We know people are living longer, and that’s a fairly non-negotiable trend, meaning more money is needed for more years in retirement, not to mention more pressure in healthcare needs. This is emerging alongside a growing under-saving culture, which is routinely blamed for great sections of the population reaching retirement age without enough money to live on.
But when wages are stagnating to the extent to which we are currently seeing, where are these savings supposed to come from? At a time when people are returning tinned goods to food banks because they can’t afford the energy to heat it, and an economically developed country has to run appeals for donating children’s winter coats, how ethically sound is it to spin the situation as an under-saving culture?
Savings surely have to come from a surplus of income, and represent the leftovers of a salary once all the essentials have been taken away. But as the cost of living is getting higher and higher, what is left for saving?

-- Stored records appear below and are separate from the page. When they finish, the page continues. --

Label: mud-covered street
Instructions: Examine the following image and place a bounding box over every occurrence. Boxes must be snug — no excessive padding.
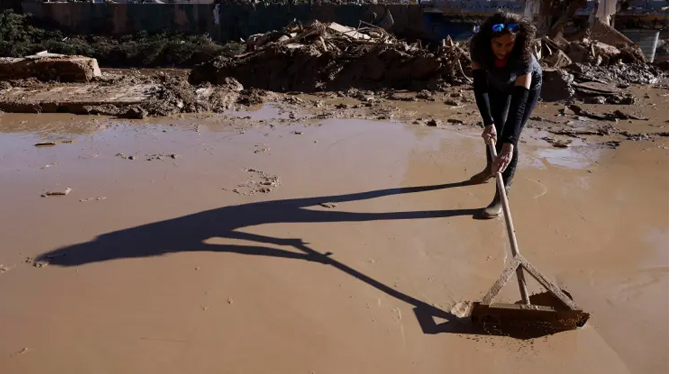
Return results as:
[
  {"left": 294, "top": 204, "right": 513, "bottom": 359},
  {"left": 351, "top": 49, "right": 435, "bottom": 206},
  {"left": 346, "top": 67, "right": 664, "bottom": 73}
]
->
[{"left": 0, "top": 90, "right": 668, "bottom": 373}]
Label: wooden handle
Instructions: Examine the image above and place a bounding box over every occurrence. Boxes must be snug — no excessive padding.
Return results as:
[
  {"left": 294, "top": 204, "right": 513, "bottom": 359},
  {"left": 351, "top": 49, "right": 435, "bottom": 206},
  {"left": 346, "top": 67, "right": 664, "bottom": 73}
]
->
[{"left": 487, "top": 139, "right": 531, "bottom": 305}]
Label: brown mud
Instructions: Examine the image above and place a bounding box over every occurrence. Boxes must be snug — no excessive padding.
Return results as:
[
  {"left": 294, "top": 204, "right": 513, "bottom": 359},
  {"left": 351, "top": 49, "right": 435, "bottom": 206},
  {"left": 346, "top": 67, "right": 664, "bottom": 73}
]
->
[{"left": 0, "top": 103, "right": 668, "bottom": 374}]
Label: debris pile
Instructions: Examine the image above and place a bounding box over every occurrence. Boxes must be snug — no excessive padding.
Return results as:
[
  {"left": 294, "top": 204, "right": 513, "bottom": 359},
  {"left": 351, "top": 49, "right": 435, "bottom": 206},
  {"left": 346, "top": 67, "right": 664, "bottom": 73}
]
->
[
  {"left": 190, "top": 21, "right": 470, "bottom": 92},
  {"left": 540, "top": 22, "right": 667, "bottom": 101}
]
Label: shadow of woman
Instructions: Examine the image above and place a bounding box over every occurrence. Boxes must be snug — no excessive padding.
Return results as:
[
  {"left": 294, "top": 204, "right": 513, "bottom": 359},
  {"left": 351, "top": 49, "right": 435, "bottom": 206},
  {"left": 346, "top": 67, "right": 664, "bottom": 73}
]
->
[{"left": 35, "top": 182, "right": 480, "bottom": 334}]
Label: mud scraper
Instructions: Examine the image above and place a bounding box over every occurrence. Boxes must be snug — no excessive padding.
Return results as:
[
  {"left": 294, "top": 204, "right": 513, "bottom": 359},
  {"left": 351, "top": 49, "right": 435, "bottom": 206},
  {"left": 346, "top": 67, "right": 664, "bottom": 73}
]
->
[{"left": 471, "top": 140, "right": 590, "bottom": 337}]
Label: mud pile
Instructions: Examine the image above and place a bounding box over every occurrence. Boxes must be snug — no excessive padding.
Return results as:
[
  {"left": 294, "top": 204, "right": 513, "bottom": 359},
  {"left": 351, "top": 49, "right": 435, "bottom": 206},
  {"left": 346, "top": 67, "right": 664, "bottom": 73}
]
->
[{"left": 190, "top": 22, "right": 470, "bottom": 92}]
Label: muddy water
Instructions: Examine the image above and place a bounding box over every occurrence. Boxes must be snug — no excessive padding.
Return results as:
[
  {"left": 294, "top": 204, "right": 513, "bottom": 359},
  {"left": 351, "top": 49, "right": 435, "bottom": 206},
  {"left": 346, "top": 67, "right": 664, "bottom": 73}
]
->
[{"left": 0, "top": 109, "right": 668, "bottom": 374}]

Reports are regularly published showing unquestionable figures about women not saving enough for their retirement, often with the spin of “women prefer to spend money on holidays”. This so often goes unexamined, and leaves women looking irresponsible and frivolous. When we’re a culture that expects women to do the majority of the child-rearing and then penalises them when they try to re-enter the workforce, it is unsurprising that many of them are unable to save adequately for retirement, or for anything.
While the ABI is not wrong to estimate that radical reform is needed, it seems to me as if it didn’t anticipate quite how deep and radical it would need to be. It is all very well trying to change public psychology around saving– just make sure they have the means to do it in the first place.